The Phala Phala scandal: around US$580,000 was stolen from Ramaphosa's Phala Phala game farm in Limpopo in 2020, and the theft was allegedly concealed from authorities. South Africa's Constitutional Court ruled in May 2026 that South Africa's Parliament must convene an impeachment committee under Section 89 of the constitution. Ramaphosa has filed for judicial review to delay the process. The Economic Freedom Fighters (EFF) leads the impeachment charge; the DA, which relies on Ramaphosa to hold the GNU together, has been more cautious about pushing it forward.

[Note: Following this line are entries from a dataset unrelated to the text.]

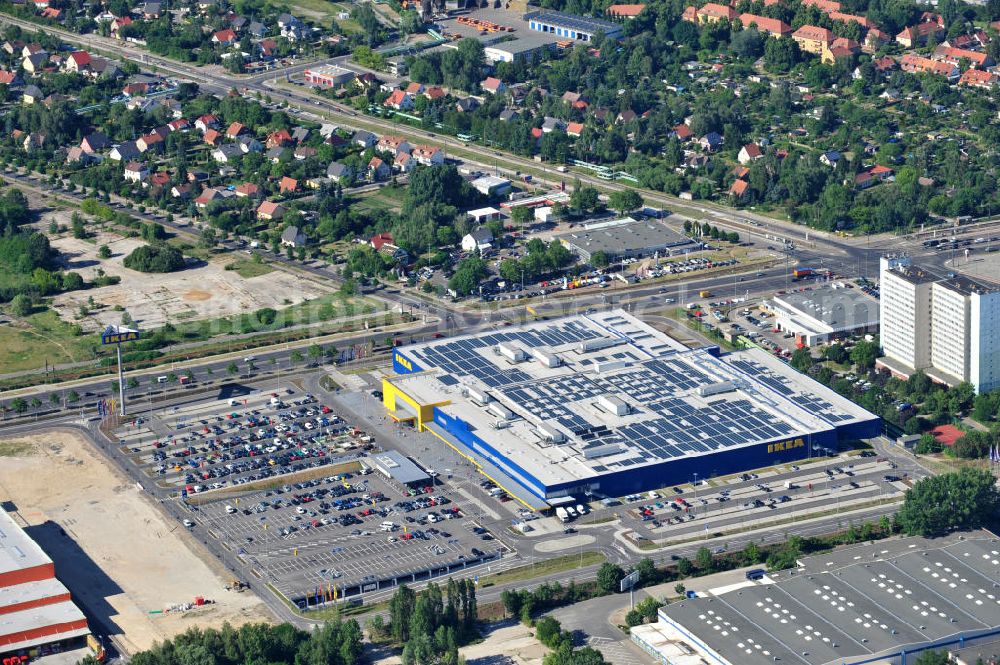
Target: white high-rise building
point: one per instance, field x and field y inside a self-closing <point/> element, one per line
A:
<point x="946" y="326"/>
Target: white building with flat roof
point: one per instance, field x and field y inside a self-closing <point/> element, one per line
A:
<point x="945" y="326"/>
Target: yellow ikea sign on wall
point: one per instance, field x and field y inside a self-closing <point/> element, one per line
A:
<point x="785" y="445"/>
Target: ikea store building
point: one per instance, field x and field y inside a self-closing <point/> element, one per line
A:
<point x="604" y="405"/>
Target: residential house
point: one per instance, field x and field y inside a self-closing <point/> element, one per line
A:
<point x="403" y="162"/>
<point x="916" y="64"/>
<point x="212" y="137"/>
<point x="978" y="79"/>
<point x="77" y="61"/>
<point x="341" y="173"/>
<point x="813" y="39"/>
<point x="157" y="180"/>
<point x="293" y="237"/>
<point x="493" y="85"/>
<point x="392" y="144"/>
<point x="77" y="155"/>
<point x="378" y="170"/>
<point x="917" y="35"/>
<point x="399" y="100"/>
<point x="35" y="62"/>
<point x="711" y="141"/>
<point x="235" y="130"/>
<point x="713" y="13"/>
<point x="225" y="37"/>
<point x="955" y="56"/>
<point x="270" y="211"/>
<point x="206" y="122"/>
<point x="841" y="47"/>
<point x="427" y="155"/>
<point x="136" y="172"/>
<point x="94" y="142"/>
<point x="625" y="11"/>
<point x="279" y="138"/>
<point x="768" y="26"/>
<point x="480" y="240"/>
<point x="227" y="153"/>
<point x="152" y="141"/>
<point x="751" y="152"/>
<point x="124" y="152"/>
<point x="364" y="139"/>
<point x="247" y="190"/>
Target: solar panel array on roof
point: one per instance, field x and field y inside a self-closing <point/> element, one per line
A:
<point x="814" y="404"/>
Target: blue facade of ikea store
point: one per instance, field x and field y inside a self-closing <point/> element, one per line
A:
<point x="654" y="475"/>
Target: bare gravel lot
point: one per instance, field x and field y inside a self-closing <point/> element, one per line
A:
<point x="120" y="557"/>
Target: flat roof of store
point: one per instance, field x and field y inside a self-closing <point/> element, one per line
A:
<point x="39" y="617"/>
<point x="29" y="591"/>
<point x="17" y="550"/>
<point x="400" y="468"/>
<point x="573" y="21"/>
<point x="561" y="401"/>
<point x="836" y="307"/>
<point x="853" y="604"/>
<point x="624" y="235"/>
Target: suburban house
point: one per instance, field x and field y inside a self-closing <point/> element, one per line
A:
<point x="293" y="237"/>
<point x="136" y="172"/>
<point x="749" y="153"/>
<point x="271" y="211"/>
<point x="480" y="240"/>
<point x="378" y="170"/>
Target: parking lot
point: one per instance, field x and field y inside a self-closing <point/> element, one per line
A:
<point x="242" y="439"/>
<point x="753" y="501"/>
<point x="286" y="484"/>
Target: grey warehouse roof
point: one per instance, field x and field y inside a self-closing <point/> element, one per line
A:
<point x="853" y="605"/>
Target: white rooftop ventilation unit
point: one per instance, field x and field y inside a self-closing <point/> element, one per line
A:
<point x="716" y="388"/>
<point x="512" y="353"/>
<point x="613" y="405"/>
<point x="547" y="358"/>
<point x="550" y="433"/>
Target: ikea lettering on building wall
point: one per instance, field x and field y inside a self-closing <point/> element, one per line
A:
<point x="117" y="337"/>
<point x="785" y="445"/>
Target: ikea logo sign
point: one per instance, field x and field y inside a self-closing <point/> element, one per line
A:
<point x="785" y="445"/>
<point x="404" y="362"/>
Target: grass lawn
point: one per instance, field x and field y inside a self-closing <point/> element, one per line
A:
<point x="247" y="268"/>
<point x="386" y="199"/>
<point x="47" y="338"/>
<point x="547" y="567"/>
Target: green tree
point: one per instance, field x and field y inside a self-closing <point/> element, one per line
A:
<point x="609" y="576"/>
<point x="20" y="305"/>
<point x="625" y="200"/>
<point x="935" y="505"/>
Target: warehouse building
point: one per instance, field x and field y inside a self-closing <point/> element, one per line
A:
<point x="37" y="615"/>
<point x="824" y="314"/>
<point x="523" y="48"/>
<point x="328" y="76"/>
<point x="571" y="26"/>
<point x="604" y="404"/>
<point x="624" y="238"/>
<point x="882" y="602"/>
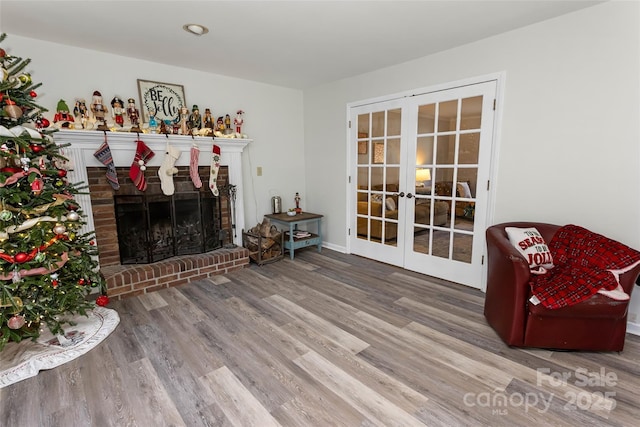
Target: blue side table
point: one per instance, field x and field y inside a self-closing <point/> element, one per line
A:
<point x="290" y="241"/>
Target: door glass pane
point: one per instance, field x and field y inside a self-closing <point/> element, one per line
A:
<point x="462" y="247"/>
<point x="379" y="151"/>
<point x="446" y="149"/>
<point x="424" y="151"/>
<point x="469" y="146"/>
<point x="441" y="243"/>
<point x="377" y="124"/>
<point x="448" y="116"/>
<point x="471" y="113"/>
<point x="363" y="178"/>
<point x="421" y="240"/>
<point x="393" y="178"/>
<point x="426" y="118"/>
<point x="393" y="151"/>
<point x="393" y="122"/>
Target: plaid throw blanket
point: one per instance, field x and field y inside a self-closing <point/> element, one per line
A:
<point x="585" y="263"/>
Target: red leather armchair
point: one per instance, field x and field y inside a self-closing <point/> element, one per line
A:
<point x="597" y="324"/>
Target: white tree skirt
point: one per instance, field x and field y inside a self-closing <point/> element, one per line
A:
<point x="25" y="359"/>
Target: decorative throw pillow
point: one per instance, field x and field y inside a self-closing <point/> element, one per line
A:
<point x="390" y="203"/>
<point x="530" y="243"/>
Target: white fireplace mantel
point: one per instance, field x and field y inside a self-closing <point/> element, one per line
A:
<point x="83" y="145"/>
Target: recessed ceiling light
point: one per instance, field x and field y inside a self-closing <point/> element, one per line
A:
<point x="196" y="29"/>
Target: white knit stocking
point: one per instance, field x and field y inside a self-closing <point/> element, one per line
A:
<point x="168" y="169"/>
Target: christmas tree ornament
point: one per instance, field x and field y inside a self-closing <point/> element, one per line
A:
<point x="193" y="166"/>
<point x="30" y="248"/>
<point x="36" y="148"/>
<point x="16" y="275"/>
<point x="14" y="305"/>
<point x="63" y="114"/>
<point x="12" y="110"/>
<point x="136" y="173"/>
<point x="6" y="215"/>
<point x="24" y="78"/>
<point x="102" y="300"/>
<point x="215" y="168"/>
<point x="167" y="170"/>
<point x="103" y="154"/>
<point x="21" y="257"/>
<point x="16" y="322"/>
<point x="36" y="186"/>
<point x="42" y="123"/>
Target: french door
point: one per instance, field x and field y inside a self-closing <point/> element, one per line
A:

GNU coalition stress: in June 2026 the DA's new leader Geordin Hill-Lewis formally asked Ramaphosa to demote agriculture minister John Steenhuisen and reshuffle its entire cabinet slate, raising the constitutional question of whether a coalition partner can direct presidential appointments (see [DA reshuffle demand tests who really controls Ramaphosa's cabinet](/en/n/south-africa-gnu-cabinet-reshuffle)). The Presidency said Ramaphosa was positively considering the request; the ANC objected that the slate had been presented as a directive.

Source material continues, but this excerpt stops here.